Earlier this summer, the federal Council for Environmental Quality (CEQ) proposed changes to the National Environmental Policy Act (NEPA) that could get us closer to analyzing climate change impacts, addressing the concerns of environmental justice communities, and uplifting the role of Tribal governments. Most notable are revisions that reinstate many of NEPA’s principles and functions that were improperly deleted or changed during the last administration. Just Solutions submitted comments for further improvement on these proposed revisions to NEPA regulations.
For decades, NEPA has increased government accountability and transparency by allowing the public to get notified about and provide input on proposed projects that could be happening in their communities. NEPA requires federal agencies to analyze and disclose a project’s environmental impacts, examine potential alternatives, and propose mitigation measures meant to address the impacts of a project.

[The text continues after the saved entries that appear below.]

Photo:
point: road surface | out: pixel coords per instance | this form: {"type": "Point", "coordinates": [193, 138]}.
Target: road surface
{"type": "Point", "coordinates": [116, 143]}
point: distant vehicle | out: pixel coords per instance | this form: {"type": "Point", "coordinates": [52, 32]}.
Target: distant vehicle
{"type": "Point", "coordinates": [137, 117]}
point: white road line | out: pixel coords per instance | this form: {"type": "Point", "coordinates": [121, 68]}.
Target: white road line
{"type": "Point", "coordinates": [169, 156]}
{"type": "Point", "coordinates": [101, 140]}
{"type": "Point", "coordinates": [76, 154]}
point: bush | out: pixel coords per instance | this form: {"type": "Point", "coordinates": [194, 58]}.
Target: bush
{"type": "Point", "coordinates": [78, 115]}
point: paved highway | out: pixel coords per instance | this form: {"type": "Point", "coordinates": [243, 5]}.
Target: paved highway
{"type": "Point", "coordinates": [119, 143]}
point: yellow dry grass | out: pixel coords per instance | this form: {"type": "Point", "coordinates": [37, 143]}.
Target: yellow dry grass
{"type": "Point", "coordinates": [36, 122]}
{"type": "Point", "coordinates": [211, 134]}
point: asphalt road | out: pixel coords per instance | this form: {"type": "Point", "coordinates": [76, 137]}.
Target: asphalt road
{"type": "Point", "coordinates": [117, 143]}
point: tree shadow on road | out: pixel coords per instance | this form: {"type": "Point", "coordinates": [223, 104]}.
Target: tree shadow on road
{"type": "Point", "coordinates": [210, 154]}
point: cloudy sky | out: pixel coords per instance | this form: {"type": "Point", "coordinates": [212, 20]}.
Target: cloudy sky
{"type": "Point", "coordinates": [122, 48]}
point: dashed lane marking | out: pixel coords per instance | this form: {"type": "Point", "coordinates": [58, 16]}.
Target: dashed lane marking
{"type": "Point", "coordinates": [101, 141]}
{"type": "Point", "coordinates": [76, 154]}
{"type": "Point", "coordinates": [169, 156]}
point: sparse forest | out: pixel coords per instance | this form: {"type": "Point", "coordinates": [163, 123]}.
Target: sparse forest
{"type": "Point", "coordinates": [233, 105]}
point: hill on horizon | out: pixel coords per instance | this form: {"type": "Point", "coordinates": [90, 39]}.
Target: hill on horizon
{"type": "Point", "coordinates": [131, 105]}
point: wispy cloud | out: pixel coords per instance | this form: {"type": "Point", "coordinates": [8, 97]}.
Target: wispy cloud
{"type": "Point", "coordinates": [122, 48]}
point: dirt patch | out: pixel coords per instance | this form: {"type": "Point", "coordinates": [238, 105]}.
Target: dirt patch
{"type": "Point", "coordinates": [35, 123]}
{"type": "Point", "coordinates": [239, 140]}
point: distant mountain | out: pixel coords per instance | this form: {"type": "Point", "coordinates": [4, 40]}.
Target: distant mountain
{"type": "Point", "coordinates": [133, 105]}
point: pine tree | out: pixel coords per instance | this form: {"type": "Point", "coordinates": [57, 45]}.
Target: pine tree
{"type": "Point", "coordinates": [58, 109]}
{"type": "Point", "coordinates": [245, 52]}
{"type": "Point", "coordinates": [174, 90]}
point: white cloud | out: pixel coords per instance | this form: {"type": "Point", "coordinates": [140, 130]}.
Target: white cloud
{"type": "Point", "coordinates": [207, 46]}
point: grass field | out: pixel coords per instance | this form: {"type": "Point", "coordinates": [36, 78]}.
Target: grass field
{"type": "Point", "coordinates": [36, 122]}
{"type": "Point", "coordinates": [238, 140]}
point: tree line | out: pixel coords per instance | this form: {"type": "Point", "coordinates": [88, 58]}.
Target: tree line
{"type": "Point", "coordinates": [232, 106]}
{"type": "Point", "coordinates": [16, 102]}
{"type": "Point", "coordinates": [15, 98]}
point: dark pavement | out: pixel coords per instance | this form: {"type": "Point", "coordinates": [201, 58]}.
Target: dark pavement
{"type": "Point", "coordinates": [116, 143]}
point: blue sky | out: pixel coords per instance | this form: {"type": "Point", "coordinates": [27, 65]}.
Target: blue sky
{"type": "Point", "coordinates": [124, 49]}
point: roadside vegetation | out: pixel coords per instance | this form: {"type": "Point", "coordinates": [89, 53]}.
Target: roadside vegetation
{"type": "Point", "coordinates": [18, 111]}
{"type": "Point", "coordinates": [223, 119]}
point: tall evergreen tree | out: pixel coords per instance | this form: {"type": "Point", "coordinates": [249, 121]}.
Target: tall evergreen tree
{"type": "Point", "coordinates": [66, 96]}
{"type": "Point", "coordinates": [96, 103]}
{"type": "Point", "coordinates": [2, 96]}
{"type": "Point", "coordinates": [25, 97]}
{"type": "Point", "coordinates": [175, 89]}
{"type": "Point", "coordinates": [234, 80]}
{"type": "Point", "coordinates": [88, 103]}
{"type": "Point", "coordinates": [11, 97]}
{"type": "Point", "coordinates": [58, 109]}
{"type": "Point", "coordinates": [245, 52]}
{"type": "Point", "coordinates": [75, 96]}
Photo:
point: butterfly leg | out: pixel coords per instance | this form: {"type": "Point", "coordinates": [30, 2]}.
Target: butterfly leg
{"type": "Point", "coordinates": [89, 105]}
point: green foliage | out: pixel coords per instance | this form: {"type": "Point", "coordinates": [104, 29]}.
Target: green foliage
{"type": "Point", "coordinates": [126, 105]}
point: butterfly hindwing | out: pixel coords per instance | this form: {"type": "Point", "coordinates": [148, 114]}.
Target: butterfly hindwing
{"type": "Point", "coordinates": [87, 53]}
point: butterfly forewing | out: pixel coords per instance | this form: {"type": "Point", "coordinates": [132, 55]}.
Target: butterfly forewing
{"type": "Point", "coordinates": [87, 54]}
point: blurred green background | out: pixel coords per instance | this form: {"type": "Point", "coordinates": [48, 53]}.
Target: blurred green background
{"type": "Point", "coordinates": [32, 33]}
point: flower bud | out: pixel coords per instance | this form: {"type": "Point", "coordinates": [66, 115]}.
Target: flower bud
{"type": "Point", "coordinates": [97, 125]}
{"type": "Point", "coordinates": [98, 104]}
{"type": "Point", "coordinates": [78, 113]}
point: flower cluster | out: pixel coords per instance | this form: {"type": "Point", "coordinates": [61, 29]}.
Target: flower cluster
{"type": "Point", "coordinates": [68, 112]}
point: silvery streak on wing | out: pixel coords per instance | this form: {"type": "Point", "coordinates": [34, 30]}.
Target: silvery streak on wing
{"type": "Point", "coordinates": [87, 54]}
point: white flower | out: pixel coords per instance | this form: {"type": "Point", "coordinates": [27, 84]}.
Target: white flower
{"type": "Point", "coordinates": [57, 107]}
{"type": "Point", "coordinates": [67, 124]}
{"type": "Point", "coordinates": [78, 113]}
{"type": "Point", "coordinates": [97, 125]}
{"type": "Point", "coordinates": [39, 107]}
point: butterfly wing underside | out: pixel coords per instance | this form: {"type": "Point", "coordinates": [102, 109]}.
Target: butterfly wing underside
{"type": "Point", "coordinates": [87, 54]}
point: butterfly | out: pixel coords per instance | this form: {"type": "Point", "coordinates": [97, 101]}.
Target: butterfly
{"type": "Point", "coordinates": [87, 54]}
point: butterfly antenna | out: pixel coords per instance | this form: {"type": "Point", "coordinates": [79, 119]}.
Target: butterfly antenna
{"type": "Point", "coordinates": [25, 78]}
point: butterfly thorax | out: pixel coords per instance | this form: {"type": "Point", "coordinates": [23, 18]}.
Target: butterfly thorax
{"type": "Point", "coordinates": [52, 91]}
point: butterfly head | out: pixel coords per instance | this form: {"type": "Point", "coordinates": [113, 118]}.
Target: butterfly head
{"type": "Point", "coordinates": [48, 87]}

This law is incredibly important to environmental justice communities, many of which have successfully used this law to raise concerns about the environmental impacts from proposed highways, pipelines, and other types of harmful projects.
Just Solutions provided recommendations on a couple of the environmental justice revisions, including:
- Enhancing the definition of “environmental justice” proposed by CEQ to heighten the importance of federal agencies to conduct “meaningful engagement”;
- Suggesting a definition of “communities with environmental justice concerns” so that CEQ, federal agencies, and the public can have a shared understanding of racial and socio-economic characteristics that shape these communities;
- Highlighting specific items to include in future required environmental justice analyzes conducted under NEPA;
- Recommending strategies to improve public engagement for environmental justice communities.

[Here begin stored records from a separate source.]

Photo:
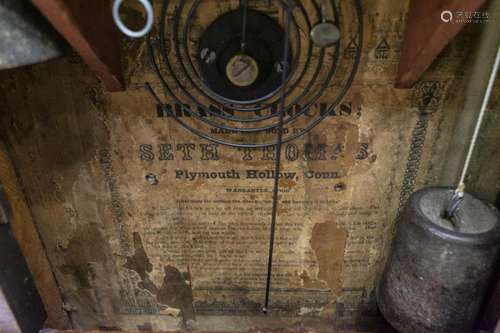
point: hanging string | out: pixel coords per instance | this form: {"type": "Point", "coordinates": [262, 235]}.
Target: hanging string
{"type": "Point", "coordinates": [457, 198]}
{"type": "Point", "coordinates": [277, 167]}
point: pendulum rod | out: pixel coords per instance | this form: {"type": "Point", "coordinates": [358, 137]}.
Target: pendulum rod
{"type": "Point", "coordinates": [277, 167]}
{"type": "Point", "coordinates": [457, 198]}
{"type": "Point", "coordinates": [244, 18]}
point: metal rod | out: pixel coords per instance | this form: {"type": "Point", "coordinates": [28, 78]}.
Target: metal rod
{"type": "Point", "coordinates": [244, 10]}
{"type": "Point", "coordinates": [277, 166]}
{"type": "Point", "coordinates": [489, 89]}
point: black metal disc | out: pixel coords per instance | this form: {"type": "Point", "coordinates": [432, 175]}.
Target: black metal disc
{"type": "Point", "coordinates": [242, 75]}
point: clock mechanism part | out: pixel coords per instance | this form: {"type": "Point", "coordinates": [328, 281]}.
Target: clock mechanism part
{"type": "Point", "coordinates": [251, 74]}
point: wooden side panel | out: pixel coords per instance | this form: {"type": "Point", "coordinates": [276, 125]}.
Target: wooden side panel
{"type": "Point", "coordinates": [89, 28]}
{"type": "Point", "coordinates": [26, 235]}
{"type": "Point", "coordinates": [431, 26]}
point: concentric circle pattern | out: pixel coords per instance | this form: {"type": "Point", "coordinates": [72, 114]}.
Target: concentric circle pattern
{"type": "Point", "coordinates": [250, 121]}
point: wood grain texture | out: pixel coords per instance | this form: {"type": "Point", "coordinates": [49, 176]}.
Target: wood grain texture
{"type": "Point", "coordinates": [427, 35]}
{"type": "Point", "coordinates": [89, 28]}
{"type": "Point", "coordinates": [27, 236]}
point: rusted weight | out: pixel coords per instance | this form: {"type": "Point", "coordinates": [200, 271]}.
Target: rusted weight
{"type": "Point", "coordinates": [438, 271]}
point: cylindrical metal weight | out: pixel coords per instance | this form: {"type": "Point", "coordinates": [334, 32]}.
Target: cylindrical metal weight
{"type": "Point", "coordinates": [437, 274]}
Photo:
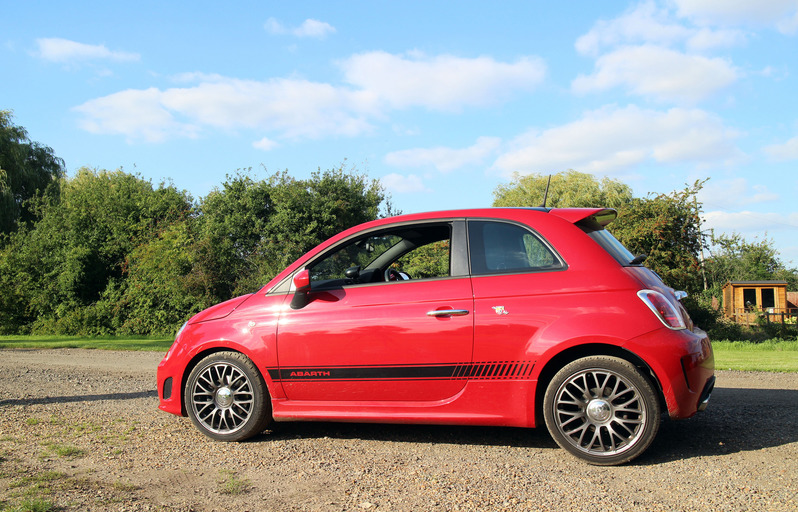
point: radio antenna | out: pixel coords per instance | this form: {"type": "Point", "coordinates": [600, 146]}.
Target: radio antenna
{"type": "Point", "coordinates": [546, 193]}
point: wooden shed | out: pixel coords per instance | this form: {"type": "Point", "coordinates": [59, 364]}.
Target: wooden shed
{"type": "Point", "coordinates": [746, 301]}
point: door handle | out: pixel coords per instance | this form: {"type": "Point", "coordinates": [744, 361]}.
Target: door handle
{"type": "Point", "coordinates": [447, 312]}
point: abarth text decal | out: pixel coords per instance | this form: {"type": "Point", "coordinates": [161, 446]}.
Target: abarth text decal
{"type": "Point", "coordinates": [471, 371]}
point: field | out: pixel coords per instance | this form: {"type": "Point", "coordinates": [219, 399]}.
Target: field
{"type": "Point", "coordinates": [768, 356]}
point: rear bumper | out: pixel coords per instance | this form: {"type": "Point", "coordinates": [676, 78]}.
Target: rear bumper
{"type": "Point", "coordinates": [703, 400]}
{"type": "Point", "coordinates": [684, 365]}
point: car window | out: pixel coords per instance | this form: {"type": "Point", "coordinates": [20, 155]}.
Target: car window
{"type": "Point", "coordinates": [413, 252]}
{"type": "Point", "coordinates": [497, 247]}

More specifically, we proposed that CEQ add several guidelines to environmental justice analyzes done under NEPA. First, echoing an earlier recommendation offered by the National Environmental Justice Advisory Council, that CEQ require Health Impact Assessments (HIAs) to better inform an analysis on alternatives and mitigation measures that could reduce the health burdens a project may impose on a community. The NEPA process could also benefit from community health and public health experts on NEPA study teams. We also noted the importance of directly addressing concerns regarding compliance with Title VI of the Civil Rights Act of 1964 as part of any EJ analysis.

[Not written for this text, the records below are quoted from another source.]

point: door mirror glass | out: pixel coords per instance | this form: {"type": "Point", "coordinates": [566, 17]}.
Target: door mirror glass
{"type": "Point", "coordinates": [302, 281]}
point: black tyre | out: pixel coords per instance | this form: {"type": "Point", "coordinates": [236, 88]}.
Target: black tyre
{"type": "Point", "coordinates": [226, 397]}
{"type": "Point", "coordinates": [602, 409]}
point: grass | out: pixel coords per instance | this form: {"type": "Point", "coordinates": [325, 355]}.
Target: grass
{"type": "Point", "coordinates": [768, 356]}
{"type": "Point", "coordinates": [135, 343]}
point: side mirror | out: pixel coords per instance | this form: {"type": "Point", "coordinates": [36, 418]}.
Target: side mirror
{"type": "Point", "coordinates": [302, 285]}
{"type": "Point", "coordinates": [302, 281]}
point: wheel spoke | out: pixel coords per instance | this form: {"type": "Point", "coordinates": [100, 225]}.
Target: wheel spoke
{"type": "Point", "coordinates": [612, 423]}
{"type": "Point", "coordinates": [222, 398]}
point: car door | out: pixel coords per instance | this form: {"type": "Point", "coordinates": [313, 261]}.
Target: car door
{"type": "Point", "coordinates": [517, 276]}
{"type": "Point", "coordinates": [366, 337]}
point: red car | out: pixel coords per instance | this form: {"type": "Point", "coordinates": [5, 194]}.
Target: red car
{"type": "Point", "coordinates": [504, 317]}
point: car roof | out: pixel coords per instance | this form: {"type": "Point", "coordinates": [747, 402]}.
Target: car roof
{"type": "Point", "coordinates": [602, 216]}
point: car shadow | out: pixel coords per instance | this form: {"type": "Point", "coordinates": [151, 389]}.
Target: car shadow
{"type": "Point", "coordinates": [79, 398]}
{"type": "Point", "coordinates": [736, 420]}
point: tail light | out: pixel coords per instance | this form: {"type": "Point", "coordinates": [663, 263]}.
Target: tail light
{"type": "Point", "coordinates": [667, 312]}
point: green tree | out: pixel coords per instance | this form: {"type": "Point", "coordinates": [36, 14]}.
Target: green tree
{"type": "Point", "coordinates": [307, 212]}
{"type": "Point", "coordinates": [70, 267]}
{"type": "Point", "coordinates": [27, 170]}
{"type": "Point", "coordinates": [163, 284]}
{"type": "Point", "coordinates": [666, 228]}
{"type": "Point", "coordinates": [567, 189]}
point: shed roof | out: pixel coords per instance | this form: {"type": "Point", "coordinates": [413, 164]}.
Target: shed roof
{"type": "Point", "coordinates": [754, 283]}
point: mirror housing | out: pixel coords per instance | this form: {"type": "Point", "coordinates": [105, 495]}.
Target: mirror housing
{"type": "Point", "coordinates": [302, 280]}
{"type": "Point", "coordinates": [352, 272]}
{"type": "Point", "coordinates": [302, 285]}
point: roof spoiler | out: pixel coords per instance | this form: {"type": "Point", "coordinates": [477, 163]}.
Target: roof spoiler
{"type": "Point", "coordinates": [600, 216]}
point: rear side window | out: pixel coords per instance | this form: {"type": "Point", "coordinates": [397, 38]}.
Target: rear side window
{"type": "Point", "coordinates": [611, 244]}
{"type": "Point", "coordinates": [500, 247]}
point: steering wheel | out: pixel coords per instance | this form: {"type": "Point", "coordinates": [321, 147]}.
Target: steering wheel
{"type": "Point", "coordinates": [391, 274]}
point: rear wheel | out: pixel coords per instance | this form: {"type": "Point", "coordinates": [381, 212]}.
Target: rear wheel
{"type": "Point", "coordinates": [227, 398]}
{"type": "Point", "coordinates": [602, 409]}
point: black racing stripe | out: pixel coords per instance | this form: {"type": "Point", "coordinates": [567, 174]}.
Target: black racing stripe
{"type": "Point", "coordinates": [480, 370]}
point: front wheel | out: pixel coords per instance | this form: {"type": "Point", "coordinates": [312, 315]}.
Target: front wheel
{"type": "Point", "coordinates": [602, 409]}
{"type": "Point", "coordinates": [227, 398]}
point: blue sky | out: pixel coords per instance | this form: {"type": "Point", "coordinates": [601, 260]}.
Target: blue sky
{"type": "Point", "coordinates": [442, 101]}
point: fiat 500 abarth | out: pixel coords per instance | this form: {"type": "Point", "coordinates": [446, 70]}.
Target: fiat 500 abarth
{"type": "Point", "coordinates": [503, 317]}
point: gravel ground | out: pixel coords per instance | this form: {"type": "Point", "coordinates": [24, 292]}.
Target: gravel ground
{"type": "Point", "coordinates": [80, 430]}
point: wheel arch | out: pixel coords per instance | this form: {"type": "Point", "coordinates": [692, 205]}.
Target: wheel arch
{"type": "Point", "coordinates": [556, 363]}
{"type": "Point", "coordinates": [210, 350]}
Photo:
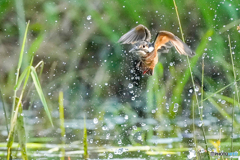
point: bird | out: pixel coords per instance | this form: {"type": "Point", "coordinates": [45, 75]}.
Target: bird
{"type": "Point", "coordinates": [147, 51]}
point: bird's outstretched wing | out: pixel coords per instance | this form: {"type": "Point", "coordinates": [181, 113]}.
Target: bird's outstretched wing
{"type": "Point", "coordinates": [139, 33]}
{"type": "Point", "coordinates": [164, 37]}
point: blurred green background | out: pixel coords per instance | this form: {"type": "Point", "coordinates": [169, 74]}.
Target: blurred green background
{"type": "Point", "coordinates": [77, 40]}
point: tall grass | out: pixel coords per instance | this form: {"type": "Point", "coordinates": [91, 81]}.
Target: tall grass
{"type": "Point", "coordinates": [17, 117]}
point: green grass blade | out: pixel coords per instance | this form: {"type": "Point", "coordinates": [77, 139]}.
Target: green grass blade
{"type": "Point", "coordinates": [223, 112]}
{"type": "Point", "coordinates": [181, 83]}
{"type": "Point", "coordinates": [12, 129]}
{"type": "Point", "coordinates": [61, 116]}
{"type": "Point", "coordinates": [40, 93]}
{"type": "Point", "coordinates": [19, 65]}
{"type": "Point", "coordinates": [20, 80]}
{"type": "Point", "coordinates": [85, 144]}
{"type": "Point", "coordinates": [21, 133]}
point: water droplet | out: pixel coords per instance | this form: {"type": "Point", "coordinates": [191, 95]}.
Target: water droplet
{"type": "Point", "coordinates": [167, 106]}
{"type": "Point", "coordinates": [89, 17]}
{"type": "Point", "coordinates": [120, 150]}
{"type": "Point", "coordinates": [175, 108]}
{"type": "Point", "coordinates": [223, 101]}
{"type": "Point", "coordinates": [110, 155]}
{"type": "Point", "coordinates": [200, 123]}
{"type": "Point", "coordinates": [130, 85]}
{"type": "Point", "coordinates": [168, 155]}
{"type": "Point", "coordinates": [120, 141]}
{"type": "Point", "coordinates": [104, 128]}
{"type": "Point", "coordinates": [192, 154]}
{"type": "Point", "coordinates": [95, 120]}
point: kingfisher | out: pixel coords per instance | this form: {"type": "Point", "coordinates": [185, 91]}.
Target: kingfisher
{"type": "Point", "coordinates": [147, 51]}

In terms of public engagement, we proposed several ways agencies could improve participation of EJ communities and, in particular, people with limited English proficiency affected by projects. We asked that documents be provided at least 15 days in advance of public hearings, if an agency decides to hold such a meeting, opting for evening meeting times, and selecting meeting locations that are accessible by public transit. We recommend that physical and digital copies of key documents are provided in multiple languages, that at a minimum, agencies translate the executive summary and the EJ analysis sections in primary languages dominant in the communities affected by a proposed project.
We will continue to work with our partners to ensure that our environmental justice recommendations are included in the final rule.